New ongoing campaign hitting banks for months

As of March 2023, ThreatFabric’s cyber fraud analysts have been monitoring multiple ongoing Google Play Store dropper campaigns delivering the Android banking Trojan Anatsa, with over 30.000 installations. The threat actors behind this new wave of Anatsa showed interest in new institutions from the US, UK, and DACH region. Our fraud intelligence platform was able to confirm this dangerous malware family adding multiple Android banking apps from these regions as new targets.

Anatsa targets

ThreatFabric is aware of multiple confirmed fraud cases, with confirmed losses caused by Anatsa, due to the Trojan’s very advanced Device-Takeover capabilities, which are able to bypass a wide array of existing fraud control mechanisms.

The focus of the ongoing campaign is banks from US, UK, and DACH, while the target list of the malware contains almost 600 financial applications from all over the world. The actors behind Anatsa aim to steal credentials used to authorise customers in mobile banking applications and perform Device-Takeover Fraud (DTO) to initiate fraudulent transactions.

Anatsa capabilities

New targets, new focus

ThreatFabric has been monitoring Anatsa’s activity since its discovery in 2020. We have seen multiple changes in the actor’s areas of interest over the years, with continuous updates in target lists. This campaign is no exception: we see a strong shift towards targeting banking institutions in the DACH region, specifically in Germany. This focus is mirrored by the regions where the droppers used for distribution are released.

In the latest iteration of the campaign, with the introduction of the new dropper, our Fraud Intelligence portal identified 3 new German banking applications that were added to Anatsa’s overlay target list, which once again proves the current focus of the actors.

However, Anatsa remains active in the US and UK, just like in previous campaigns. Analysing the list of targeted applications, we see more than 90 new targeted applications compared to the last of last year, in August 2022. Anatsa’s actors added targets from Germany, Spain, Finland, South Korea, Singapore. While the droppers are not distributed in all of these countries, it definitely reveals plans to target those regions. It is likely part of the initial reconnaissance that will give the actors more insights into the internal structure of banking applications and the way apps need to interact in order to perform transfers; in addition, it can be possible that actors are trying to also target significant minorities that live in countries targeted by these droppers.

Targeted countries

If you are interested in the full list of Anatsa’s targeted banking applications and a personal briefing, please, contact us.

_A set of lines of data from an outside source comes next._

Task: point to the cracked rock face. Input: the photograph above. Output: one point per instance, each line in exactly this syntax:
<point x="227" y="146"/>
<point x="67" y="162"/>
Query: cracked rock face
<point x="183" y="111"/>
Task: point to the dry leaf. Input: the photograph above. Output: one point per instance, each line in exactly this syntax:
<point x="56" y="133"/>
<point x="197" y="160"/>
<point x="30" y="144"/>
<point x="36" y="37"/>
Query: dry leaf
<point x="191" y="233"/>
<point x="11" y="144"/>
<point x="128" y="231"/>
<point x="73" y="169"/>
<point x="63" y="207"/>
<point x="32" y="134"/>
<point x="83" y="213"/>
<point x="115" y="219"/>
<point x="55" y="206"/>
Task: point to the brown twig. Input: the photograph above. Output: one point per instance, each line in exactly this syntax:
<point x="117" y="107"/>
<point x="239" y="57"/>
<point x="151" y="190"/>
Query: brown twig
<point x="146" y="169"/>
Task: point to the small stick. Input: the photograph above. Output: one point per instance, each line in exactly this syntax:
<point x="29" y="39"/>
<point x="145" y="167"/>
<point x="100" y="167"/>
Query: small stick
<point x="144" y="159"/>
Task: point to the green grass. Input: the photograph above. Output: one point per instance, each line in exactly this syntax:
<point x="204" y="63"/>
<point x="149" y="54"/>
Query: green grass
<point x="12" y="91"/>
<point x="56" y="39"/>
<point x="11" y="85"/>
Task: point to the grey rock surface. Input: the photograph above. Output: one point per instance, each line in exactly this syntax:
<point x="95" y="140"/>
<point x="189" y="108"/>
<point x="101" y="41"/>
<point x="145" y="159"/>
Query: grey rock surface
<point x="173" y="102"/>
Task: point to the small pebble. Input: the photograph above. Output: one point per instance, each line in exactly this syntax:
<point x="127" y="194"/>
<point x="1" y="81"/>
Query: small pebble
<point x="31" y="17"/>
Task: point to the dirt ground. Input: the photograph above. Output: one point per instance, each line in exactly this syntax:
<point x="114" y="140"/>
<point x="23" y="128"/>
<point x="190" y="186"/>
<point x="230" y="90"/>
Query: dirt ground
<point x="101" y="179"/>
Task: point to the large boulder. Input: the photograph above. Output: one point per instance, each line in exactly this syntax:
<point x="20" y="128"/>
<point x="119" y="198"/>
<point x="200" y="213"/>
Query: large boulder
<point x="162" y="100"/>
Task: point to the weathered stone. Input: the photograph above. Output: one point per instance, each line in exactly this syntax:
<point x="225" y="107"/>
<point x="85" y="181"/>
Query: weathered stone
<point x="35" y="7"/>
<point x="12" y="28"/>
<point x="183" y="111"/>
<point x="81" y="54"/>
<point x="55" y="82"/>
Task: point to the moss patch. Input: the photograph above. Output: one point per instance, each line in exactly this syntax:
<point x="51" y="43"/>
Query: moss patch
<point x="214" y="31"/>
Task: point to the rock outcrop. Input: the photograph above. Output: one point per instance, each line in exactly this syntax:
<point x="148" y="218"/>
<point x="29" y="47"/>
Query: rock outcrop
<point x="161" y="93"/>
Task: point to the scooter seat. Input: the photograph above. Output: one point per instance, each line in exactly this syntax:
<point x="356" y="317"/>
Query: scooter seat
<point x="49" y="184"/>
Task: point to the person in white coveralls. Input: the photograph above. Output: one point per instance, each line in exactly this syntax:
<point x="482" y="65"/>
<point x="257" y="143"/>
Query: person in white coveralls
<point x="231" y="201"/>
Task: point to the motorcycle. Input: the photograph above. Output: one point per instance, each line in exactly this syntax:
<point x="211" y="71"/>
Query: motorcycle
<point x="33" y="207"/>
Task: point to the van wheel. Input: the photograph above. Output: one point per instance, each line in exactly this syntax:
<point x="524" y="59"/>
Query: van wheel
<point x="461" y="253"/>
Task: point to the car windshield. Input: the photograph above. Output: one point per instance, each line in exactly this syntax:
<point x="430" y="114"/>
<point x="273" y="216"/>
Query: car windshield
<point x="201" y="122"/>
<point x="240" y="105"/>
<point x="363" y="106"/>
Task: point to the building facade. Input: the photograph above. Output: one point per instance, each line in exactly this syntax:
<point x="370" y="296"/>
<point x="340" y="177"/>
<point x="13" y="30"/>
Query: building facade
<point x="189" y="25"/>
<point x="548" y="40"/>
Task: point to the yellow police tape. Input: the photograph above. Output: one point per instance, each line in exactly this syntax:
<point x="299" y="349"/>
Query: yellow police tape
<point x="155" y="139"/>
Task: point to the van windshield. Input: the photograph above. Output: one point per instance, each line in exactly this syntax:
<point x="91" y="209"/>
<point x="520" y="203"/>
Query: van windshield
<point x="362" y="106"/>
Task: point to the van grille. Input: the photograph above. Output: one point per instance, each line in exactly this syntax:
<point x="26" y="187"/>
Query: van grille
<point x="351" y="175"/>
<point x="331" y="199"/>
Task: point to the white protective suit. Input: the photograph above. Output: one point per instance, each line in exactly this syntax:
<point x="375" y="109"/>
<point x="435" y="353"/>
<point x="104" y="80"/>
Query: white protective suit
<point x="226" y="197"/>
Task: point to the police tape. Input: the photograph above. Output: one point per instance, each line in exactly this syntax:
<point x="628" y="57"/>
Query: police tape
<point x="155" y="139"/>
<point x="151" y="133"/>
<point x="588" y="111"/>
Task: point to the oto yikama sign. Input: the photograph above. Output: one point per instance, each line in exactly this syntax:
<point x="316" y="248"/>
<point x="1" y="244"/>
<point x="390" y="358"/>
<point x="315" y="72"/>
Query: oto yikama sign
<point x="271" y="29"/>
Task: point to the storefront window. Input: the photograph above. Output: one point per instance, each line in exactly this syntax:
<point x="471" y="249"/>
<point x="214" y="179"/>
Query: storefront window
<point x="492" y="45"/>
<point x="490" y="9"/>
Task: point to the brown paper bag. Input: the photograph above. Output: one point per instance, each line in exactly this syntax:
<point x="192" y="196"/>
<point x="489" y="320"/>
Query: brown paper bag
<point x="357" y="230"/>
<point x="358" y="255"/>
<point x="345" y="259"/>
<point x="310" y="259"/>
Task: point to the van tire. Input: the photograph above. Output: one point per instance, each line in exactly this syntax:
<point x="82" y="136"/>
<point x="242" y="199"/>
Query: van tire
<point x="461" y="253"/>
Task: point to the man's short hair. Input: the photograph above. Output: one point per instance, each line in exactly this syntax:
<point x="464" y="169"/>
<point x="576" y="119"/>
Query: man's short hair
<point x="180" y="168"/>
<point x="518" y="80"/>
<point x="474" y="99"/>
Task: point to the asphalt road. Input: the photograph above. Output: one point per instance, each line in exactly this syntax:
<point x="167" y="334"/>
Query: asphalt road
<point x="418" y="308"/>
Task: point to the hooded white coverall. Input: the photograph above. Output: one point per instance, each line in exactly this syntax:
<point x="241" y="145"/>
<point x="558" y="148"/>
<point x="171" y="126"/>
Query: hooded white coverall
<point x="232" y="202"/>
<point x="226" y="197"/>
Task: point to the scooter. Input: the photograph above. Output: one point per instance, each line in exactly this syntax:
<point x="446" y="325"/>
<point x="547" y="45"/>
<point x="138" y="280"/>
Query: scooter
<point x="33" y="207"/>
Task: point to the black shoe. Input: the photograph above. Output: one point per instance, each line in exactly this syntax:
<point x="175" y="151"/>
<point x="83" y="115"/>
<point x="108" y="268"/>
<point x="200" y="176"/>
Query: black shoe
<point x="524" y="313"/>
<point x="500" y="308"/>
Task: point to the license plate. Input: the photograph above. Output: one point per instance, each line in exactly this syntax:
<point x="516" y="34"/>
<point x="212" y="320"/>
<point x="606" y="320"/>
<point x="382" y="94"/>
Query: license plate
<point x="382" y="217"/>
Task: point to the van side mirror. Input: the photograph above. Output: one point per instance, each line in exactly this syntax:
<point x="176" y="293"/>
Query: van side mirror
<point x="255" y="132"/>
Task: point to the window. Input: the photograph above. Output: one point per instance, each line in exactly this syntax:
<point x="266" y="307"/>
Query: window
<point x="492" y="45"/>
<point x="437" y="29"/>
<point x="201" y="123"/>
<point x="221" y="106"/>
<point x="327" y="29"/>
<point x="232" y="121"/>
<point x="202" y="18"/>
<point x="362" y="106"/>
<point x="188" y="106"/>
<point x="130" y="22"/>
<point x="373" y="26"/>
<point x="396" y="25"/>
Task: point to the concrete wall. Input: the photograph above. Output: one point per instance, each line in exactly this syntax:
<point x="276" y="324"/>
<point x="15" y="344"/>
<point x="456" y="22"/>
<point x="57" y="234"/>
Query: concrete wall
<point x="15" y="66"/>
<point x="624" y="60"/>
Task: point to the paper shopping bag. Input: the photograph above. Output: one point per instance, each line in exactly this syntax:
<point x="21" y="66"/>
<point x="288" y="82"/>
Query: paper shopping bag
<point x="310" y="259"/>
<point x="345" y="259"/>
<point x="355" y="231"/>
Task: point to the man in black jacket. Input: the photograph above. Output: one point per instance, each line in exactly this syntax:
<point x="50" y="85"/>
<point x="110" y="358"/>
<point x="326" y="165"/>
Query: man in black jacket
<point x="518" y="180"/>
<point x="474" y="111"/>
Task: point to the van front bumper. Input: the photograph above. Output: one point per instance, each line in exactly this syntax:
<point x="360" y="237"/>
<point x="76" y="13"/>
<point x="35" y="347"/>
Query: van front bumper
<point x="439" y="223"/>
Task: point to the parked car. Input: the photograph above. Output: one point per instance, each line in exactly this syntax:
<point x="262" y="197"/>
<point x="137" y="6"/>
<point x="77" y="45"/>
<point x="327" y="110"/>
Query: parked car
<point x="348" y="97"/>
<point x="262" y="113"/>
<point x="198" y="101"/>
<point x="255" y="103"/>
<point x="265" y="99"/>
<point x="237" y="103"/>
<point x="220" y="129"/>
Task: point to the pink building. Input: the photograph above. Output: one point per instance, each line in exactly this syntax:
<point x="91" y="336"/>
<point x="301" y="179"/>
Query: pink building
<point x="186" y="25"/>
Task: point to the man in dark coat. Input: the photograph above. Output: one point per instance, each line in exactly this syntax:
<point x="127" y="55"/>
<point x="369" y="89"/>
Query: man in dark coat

The campaign we report in this blog is not a usual one - it serves as an example of efforts actors make to deliver the malware to victims, at the same time increasing infection conversion and maintaining long-lasting campaigns. In the following sections, we explain our observations on the latest (still ongoing at the moment of writing this blog) Anatsa campaign.

5 droppers on Google Play in 4 months

It all started at the beginning of March 2023, when ThreatFabric detected the start of a new campaign by Anatsa after an approximate half-year hiatus. Our analysts were able to identify a dropper application on the Google Play Store used to deliver Anatsa on infected devices, posing as a PDF-reader application. 

Once installed, such an application would make a request to a page hosted on GitHub, where the dropper would get the URL to download the payload (also hosted on GitHub). The payloads would masquerade as an add-on to the original application (similar to what we have seen in previous campaigns).

Anatsa samples

Shortly after this dropper was reported to Google, it was removed from the store. However, one month after the discovery of the first dropper, the actors published another one, once again posing as PDF-viewer. It was the continuation of the same campaign, as the payloads used in it were the same, still masquerading as an add-on. The choice of disguise for these malicious applications observed confirms the trend we see for droppers on Google Play: after the restriction of “REQUEST_INSTALL_PACKAGES” permission, droppers tend to impersonate file-management-related applications.

These types of apps are more likely to already havethis permission, as they need it for their functionality: the addition of the code responsible for installing a payload does not result in an increase of permissions to the original trojanized application.

Dropper

This second dropper was reported to Google by our team and it was removed from the store. Nevertheless, the same repeated twice: another dropper appeared within a month after the previous one was removed. Our team discovered 3 more droppers in May and June, 2023.

The timeline of the dropper's releases and removals is shown in the picture below.

Droppers timeline

We want to highlight the speed with which the actors return with a new dropper after the previous one is removed: it takes anywhere from a couple of days to a couple of weeks to publish a new dropper application on the store. Moreover, at the time of writing this blog, a new Anatsa dropper was discovered by our analysts and it is still online.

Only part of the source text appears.